I was sure my husband would wear what I’d laid out, his crisp poplin white shirt, freshly ironed, along with the red vest and his best polyester blue pants.
It was Derrick I was worried about. He had pulled away from the family lately. He’d been seeing a girl from across the river and their ways were different from ours.
I called upstairs a couple of times, but got no response from him.
I decided to go up and make sure he was getting ready.

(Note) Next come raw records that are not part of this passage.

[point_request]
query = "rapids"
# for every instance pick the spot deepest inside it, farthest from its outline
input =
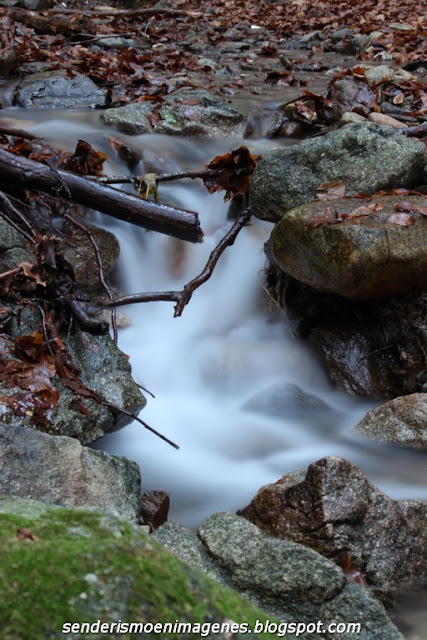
(245, 401)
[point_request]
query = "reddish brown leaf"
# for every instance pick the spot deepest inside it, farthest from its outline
(331, 191)
(401, 219)
(410, 208)
(231, 172)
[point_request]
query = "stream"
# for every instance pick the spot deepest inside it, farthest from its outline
(245, 401)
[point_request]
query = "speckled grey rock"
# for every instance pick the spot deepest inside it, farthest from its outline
(290, 580)
(338, 512)
(185, 544)
(188, 112)
(361, 257)
(102, 366)
(58, 470)
(57, 90)
(365, 156)
(82, 256)
(402, 420)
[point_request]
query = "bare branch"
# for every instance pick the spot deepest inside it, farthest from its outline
(163, 218)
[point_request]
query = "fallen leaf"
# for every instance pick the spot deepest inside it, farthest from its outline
(402, 219)
(410, 208)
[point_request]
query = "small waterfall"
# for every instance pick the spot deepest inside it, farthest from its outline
(245, 401)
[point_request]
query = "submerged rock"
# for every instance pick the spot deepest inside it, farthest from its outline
(57, 90)
(336, 511)
(82, 255)
(188, 112)
(58, 470)
(357, 249)
(366, 157)
(373, 348)
(401, 421)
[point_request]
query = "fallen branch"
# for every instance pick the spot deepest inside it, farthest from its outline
(22, 172)
(19, 133)
(182, 298)
(125, 12)
(161, 177)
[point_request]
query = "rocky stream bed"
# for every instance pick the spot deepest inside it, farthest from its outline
(339, 173)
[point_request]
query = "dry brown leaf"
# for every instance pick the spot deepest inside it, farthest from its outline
(402, 219)
(331, 191)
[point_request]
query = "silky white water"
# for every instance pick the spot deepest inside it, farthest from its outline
(228, 378)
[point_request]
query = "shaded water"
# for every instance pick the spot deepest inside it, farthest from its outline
(245, 401)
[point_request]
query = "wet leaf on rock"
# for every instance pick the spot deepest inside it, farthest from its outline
(331, 191)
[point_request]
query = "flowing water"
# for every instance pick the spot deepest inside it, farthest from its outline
(245, 401)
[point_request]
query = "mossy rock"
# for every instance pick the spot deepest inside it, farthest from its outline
(62, 566)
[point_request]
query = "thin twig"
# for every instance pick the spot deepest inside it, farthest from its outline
(182, 298)
(125, 12)
(144, 424)
(85, 230)
(19, 214)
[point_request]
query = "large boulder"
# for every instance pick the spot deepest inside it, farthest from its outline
(372, 348)
(287, 579)
(365, 157)
(188, 112)
(57, 90)
(357, 249)
(58, 470)
(402, 421)
(61, 567)
(338, 512)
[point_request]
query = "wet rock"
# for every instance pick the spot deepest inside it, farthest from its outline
(58, 470)
(189, 112)
(288, 402)
(402, 420)
(370, 254)
(82, 255)
(290, 580)
(185, 544)
(107, 570)
(154, 508)
(371, 348)
(101, 366)
(106, 370)
(57, 90)
(366, 157)
(350, 117)
(8, 61)
(381, 118)
(337, 511)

Much to my surprise, as I opened my oldest son’s bedroom door, I found a trail of clothes leading up to his bed and in it there they were, Derrick and Felicia. Not, I might add, wearing red white and blue. Oh no. They weren’t wearing anything at all.
“Ahem.” I said. Not knowing what else to say. I got no response. “AaaaHEM!” I repeated. This time, the only response was that my son Derrick pulled his pillow over his head.
“I expect you, … you, ah, you both downstairs in 30 minutes.” I announced. “Dressed APPROPRIATELY!” I added, before bringing the door closed with an authoritative click.
I tromped back downstairs to check on my cherry pies which were just starting to fill the house with their 4th of July aroma as they baked in the oven.
There was an awkward silence when Derrick and his girlfriend came downstairs wearing a conglomeration of Derrick’s clothes that approximated a sloppy reddish, whitish and bluish. They glanced my way, but shuffled out the front door before any of us could greet, or berate, or acknowledge them. I looked out the window as they drove off.
How were the four of us going to bring in the sheaves? There had always been 5 of us manning the scythes. Singing, and swinging. cutting the wheat cleanly in our patriotic dress.
Change. It is a concept I have always struggled with.
All I could hope for was that Derrick would come back and we could talk about it later.